RAID5 has fallen out of favor due to the stress resilvering puts on the drives. For example, if you are using RAID5 and one of your hard drives dies and you replace it for resilvering and another drive dies during resilvering, your data is gone. The likelihood of this happening is higher with more disks of larger capacity. Most people will tell you not to use more than 8 disks of no larger capacity than 4TB when using RAID5; this is the safe limit.
RAID6 (RAIDZ2)

RAID6 is also know as RAIDZ2 in modern terminology. It is the exact same as RAID5 but requires at least four drives and spreads parity across all drives, but takes two disks worth of space for this parity safety. RAID6 is what is in favor today for large arrays. However, increased safety comes at a cost. Since RAID6’s parity takes up two disks worth of space, multiple disk arrays are commonplace here. Its not crazy to see people with eight 16TB RAID6 arrays, which would yield 96TB usable space from a 128TB array. The reason RAID6 is preferred is in the event of disk failure. When one drive fails, parity is still maintained across all drives, so in the event a second disk fails during resilvering, data integrity is maintained. RAID6 is considered safe enough for enterprise use, which is where it is regularly found.
RAID10 (striped mirror)

RAID10 is also known as a “striped mirror” in modern terminology. As you can see from the picture, RAID10 is a hybrid of RAID1 + RAID0. I know I said “RAID0 is bad” earlier, but this implementation of it is totally fine. Basically RAID10 is two (or more) RAID1 arrays side-by-side. Think of it as daisy-chaining RAID1 arrays together. RAID1 is a great place to start with RAID because it takes the fewest number of drives, thus saving money. However, RAID1 only works with up to two disks. What if you need more capacity than just two disks can offer? Simple, use RAID10 by adding two more disks in RAID1 to your already existing RAID1 array. You can do this until you run out of space to put all of those hard drives.
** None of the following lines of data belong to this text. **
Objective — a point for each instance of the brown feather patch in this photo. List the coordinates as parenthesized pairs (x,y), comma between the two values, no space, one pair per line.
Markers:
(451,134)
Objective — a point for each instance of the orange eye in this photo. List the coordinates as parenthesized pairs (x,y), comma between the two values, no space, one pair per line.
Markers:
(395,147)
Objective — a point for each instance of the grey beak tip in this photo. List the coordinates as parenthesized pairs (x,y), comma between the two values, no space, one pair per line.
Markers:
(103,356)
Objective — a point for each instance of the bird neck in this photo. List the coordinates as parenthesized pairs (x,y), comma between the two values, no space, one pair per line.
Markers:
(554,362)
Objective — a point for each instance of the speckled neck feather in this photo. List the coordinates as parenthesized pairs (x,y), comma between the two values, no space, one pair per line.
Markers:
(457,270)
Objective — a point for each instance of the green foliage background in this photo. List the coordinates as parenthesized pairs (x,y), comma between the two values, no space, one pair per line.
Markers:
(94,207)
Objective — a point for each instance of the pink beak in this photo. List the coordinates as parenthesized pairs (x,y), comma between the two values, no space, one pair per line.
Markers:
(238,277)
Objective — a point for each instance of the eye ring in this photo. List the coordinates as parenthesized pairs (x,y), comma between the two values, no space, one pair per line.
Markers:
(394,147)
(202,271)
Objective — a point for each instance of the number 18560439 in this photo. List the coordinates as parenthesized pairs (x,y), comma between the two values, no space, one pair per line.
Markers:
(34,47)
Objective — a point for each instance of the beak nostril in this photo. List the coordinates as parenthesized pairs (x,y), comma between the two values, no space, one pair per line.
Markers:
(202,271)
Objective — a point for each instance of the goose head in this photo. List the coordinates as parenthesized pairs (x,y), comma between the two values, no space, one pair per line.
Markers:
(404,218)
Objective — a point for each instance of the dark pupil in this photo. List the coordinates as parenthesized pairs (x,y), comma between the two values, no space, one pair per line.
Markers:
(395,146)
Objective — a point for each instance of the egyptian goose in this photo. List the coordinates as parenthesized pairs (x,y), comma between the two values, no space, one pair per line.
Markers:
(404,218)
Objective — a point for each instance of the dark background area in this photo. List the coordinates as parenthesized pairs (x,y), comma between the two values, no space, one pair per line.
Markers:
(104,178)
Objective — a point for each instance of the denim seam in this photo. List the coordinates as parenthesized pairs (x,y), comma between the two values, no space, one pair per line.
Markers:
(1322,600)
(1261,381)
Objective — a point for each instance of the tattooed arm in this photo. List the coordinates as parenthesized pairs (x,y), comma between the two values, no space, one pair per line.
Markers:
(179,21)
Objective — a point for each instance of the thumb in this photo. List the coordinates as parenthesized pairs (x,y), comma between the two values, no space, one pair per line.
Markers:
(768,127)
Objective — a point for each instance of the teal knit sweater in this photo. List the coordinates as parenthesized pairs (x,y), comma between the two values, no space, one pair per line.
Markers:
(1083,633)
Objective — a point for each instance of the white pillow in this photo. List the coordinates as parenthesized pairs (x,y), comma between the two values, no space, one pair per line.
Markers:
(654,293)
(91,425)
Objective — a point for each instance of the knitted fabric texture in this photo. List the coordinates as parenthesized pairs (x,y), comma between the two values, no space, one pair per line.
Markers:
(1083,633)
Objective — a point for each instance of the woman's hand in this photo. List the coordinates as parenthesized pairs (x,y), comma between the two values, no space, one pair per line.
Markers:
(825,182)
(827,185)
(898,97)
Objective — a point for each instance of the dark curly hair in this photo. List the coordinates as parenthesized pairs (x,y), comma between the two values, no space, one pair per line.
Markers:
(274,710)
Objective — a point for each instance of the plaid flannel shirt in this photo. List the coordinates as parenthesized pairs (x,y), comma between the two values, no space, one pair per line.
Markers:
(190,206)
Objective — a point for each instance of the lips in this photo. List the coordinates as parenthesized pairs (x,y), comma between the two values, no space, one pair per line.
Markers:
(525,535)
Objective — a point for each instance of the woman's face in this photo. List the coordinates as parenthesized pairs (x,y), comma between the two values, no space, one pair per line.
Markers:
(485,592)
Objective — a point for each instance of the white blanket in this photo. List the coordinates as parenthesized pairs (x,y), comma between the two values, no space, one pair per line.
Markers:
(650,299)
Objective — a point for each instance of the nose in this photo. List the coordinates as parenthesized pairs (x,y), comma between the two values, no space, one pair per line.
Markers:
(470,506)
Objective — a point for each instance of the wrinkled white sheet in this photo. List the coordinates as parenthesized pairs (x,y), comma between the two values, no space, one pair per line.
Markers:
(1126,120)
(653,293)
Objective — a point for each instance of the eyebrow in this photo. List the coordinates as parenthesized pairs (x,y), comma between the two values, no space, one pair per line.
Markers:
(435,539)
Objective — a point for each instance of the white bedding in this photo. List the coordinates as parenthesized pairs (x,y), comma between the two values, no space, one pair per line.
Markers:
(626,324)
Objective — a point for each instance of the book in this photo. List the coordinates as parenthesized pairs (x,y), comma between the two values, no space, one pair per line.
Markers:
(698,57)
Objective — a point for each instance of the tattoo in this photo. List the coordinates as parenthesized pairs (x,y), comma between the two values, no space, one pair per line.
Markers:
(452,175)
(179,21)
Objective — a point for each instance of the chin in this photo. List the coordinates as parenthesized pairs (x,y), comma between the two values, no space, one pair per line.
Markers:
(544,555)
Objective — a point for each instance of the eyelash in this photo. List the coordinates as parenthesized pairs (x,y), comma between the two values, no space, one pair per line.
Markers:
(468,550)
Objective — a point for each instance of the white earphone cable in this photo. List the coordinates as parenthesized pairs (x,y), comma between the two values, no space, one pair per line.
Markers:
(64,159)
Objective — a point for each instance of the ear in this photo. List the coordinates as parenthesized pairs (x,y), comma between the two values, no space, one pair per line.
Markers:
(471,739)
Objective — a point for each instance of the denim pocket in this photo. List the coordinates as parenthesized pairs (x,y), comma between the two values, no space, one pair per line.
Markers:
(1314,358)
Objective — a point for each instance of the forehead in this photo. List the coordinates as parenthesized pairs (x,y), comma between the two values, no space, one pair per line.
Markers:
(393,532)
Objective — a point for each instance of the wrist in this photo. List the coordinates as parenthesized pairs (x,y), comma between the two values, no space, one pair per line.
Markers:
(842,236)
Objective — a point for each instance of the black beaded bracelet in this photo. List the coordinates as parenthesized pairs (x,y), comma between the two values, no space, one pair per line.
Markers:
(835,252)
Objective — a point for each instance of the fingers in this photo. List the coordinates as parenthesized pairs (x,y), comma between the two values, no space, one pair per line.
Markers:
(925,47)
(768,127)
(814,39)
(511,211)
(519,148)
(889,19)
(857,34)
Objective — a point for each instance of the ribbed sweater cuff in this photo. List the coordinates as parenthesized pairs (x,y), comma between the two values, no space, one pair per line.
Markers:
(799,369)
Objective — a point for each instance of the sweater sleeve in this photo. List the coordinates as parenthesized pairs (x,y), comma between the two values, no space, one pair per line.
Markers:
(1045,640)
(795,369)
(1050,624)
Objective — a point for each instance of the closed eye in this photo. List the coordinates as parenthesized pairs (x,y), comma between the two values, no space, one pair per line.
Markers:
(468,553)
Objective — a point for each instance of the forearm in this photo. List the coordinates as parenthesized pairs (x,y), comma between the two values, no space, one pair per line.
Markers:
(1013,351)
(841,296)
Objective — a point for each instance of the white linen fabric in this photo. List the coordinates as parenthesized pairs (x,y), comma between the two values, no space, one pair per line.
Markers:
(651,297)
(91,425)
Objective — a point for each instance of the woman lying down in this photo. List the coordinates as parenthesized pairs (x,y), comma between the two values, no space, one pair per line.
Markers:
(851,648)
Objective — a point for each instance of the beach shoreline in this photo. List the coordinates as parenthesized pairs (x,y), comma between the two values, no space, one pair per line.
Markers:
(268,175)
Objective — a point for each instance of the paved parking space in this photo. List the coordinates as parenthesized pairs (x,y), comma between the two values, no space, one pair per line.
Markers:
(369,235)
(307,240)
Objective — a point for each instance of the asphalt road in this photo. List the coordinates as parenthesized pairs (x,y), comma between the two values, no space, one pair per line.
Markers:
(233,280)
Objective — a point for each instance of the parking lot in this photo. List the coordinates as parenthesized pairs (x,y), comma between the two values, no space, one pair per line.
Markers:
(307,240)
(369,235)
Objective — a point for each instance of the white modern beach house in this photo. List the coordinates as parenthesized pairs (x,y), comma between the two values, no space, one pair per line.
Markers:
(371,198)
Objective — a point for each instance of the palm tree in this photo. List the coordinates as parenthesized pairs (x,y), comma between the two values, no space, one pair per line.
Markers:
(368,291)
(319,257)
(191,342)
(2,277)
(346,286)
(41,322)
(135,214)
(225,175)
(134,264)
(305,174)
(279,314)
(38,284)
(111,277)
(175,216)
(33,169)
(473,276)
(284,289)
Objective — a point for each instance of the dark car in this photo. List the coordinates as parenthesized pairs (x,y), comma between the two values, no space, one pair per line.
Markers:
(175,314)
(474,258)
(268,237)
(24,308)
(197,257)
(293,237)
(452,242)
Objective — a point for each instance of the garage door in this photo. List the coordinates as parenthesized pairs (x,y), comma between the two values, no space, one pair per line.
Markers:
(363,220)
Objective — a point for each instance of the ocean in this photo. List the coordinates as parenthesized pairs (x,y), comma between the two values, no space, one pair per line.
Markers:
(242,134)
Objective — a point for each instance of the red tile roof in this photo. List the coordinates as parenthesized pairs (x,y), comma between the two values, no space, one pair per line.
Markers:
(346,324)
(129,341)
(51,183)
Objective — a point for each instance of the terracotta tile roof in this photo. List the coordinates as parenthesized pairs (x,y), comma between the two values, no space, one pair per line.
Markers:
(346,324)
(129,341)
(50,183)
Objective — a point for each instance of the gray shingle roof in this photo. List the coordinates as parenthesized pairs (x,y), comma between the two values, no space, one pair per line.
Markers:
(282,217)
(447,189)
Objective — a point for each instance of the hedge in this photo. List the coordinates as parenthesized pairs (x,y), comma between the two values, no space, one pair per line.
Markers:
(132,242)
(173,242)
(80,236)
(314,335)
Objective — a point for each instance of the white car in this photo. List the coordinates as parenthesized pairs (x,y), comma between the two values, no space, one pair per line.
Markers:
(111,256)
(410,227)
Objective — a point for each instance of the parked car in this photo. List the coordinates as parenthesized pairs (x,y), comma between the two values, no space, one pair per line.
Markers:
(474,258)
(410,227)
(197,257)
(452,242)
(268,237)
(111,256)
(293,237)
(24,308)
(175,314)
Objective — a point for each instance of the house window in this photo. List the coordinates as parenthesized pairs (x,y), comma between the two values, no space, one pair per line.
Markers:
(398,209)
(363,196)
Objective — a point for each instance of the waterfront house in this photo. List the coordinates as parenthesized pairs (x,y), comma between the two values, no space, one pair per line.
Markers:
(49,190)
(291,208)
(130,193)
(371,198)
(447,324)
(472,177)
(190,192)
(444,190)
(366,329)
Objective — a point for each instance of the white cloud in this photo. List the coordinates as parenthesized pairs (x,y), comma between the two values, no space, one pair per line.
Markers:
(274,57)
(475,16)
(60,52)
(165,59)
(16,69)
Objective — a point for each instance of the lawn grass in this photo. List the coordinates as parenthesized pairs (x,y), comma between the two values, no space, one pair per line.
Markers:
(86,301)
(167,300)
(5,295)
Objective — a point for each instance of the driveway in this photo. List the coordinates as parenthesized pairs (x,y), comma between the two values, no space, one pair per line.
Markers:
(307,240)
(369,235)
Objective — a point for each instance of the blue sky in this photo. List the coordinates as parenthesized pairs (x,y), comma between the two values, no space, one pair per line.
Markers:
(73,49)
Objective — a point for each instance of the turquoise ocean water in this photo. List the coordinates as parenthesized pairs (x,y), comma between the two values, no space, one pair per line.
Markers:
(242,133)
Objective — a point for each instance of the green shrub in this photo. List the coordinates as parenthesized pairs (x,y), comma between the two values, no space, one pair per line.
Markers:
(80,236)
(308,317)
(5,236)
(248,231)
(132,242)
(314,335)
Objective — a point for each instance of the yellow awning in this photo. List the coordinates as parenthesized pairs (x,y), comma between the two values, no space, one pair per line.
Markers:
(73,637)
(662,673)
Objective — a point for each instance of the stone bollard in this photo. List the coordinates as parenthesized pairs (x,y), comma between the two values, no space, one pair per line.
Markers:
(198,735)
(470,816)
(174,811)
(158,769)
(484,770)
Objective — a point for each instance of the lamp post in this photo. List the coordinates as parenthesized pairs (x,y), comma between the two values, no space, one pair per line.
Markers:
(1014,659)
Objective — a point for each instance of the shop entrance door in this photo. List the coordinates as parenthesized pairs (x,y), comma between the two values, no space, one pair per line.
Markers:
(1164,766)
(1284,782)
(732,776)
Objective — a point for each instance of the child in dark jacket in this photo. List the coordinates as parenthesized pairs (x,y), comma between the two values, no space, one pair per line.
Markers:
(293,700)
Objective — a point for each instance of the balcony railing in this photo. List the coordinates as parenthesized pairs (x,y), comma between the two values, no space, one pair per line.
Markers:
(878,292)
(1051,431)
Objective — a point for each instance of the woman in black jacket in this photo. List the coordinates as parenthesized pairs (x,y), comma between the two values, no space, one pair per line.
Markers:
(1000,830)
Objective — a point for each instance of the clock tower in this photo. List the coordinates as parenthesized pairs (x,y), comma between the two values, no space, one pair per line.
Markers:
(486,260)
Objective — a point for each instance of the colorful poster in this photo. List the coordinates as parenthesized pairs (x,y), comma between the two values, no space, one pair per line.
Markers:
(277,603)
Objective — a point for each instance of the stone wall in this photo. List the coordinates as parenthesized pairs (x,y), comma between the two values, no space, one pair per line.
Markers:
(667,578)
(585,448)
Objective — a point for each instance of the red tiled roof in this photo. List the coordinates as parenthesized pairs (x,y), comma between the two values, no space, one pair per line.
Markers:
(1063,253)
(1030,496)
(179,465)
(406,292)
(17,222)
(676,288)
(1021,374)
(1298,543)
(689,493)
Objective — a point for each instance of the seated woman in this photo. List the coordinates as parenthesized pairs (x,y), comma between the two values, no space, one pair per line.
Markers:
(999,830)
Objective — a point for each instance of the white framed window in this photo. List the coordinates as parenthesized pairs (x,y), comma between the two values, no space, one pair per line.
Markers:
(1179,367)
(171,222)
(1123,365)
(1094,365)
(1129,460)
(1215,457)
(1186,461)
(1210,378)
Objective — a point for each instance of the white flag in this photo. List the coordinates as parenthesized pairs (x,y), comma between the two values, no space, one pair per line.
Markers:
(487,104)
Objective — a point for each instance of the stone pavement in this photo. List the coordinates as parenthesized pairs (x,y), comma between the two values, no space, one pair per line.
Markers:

From a safety perspective, drive failure is limited to one drive per RAID1 array. So looking at the picture above as an example of two RAID1 arrays, any two disks can fail that aren’t in the same RAID1 array. So disk 1 and disk 3, disk 2 and 4, disk 1 and 4, or disk 2 and 3. However, if disk 1 and 2, or 3 and 4 were to fail, all data would be lost across the entire array. The likelihood of this is so low RAID10 is considered very safe.
Which should I use?
For beginners, start with a mirror. It takes only two disks and is very safe. To expand, buy two more disks and add them to the array. If you know you want to go big for your storage use RAIDZ2. It is super safe and will give you a ton of space for your large files. All other types of RAID should only be used in special cases, or really not at all.